Un atto semplice, essenziale, e proprio per questo profondamente politico.
In un contesto in cui Gaza viene sistematicamente disumanizzata — ridotta a “zona di guerra”, a “problema di sicurezza”, a “danno collaterale” — la presenza fisica di Pizzaballa rompe la narrazione astratta. Camminare tra le macerie significa riconoscere che lì non ci sono numeri, ma corpi, famiglie, storie, radici. Celebrare la messa in quella chiesa significa affermare che la vita, anche sotto assedio, non è sospesa.
Le parole pronunciate dal Patriarca sono nette, prive di retorica pietistica:
“Voi avete dimostrato che cosa significhi rimanere forti. Ricostruiremo le nostre case, le nostre scuole, le nostre vite. La nostra vita è qui, siamo radicati qui e resteremo qui.”
È una dichiarazione che va letta con attenzione. Non è solo un messaggio di conforto spirituale. È una presa di posizione contro la logica dello sradicamento forzato. “La nostra vita è qui” significa rifiutare l’idea — sempre più esplicita in certi discorsi politici e mediatici — che la soluzione per Gaza sia l’espulsione, la dispersione, l’annullamento della presenza palestinese.

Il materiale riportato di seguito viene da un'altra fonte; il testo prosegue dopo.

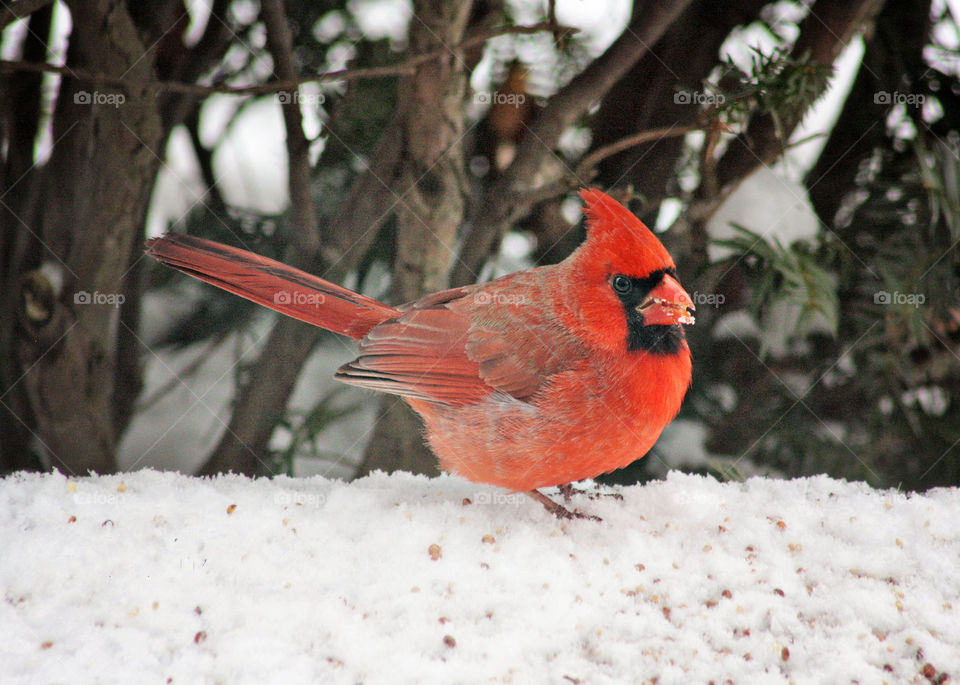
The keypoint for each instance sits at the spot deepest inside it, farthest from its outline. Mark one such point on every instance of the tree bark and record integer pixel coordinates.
(96, 187)
(431, 199)
(509, 197)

In un tempo in cui molte istituzioni religiose occidentali oscillano tra prudenza diplomatica e silenzi imbarazzati, Pizzaballa sceglie la strada più scomoda: stare. Esporsi. Vedere. Toccare. Non delegare la sofferenza ai comunicati stampa.
Il suo gesto assume un valore ancora più forte se si considera che la comunità cristiana di Gaza è una minoranza minuscola, spesso dimenticata, ma profondamente intrecciata al destino del popolo palestinese nel suo insieme. Qui il cristianesimo non è una bandiera identitaria né uno strumento geopolitico: è una presenza storica, araba, locale, che condivide la stessa sorte di chi vive sotto assedio.
Il Natale celebrato a Gaza non ha nulla della cartolina occidentale. Non c’è pace proclamata a parole mentre le bombe cadono. C’è piuttosto una teologia incarnata, scomoda, che ricorda che il messaggio natalizio — se preso sul serio — parla di nascita sotto occupazione, di povertà forzata, di violenza strutturale, di resistenza quotidiana.
Il gesto di Pizzaballa mette implicitamente in crisi anche l’ipocrisia di chi invoca “valori cristiani” mentre giustifica la distruzione sistematica di un popolo. Qui il cristianesimo non è identità culturale da difendere, ma responsabilità storica da assumere.
Camminare tra le macerie non ricostruisce Gaza. Ma restituisce dignità a chi vi vive. E soprattutto rompe il muro dell’indifferenza, che oggi è forse la forma più pericolosa di violenza.
In un mondo che chiede ai palestinesi di sparire in silenzio, dire “restiamo qui” è già un atto di resistenza. E ricordarlo a Natale, nel cuore di Gaza, è un gesto che pesa. Molto.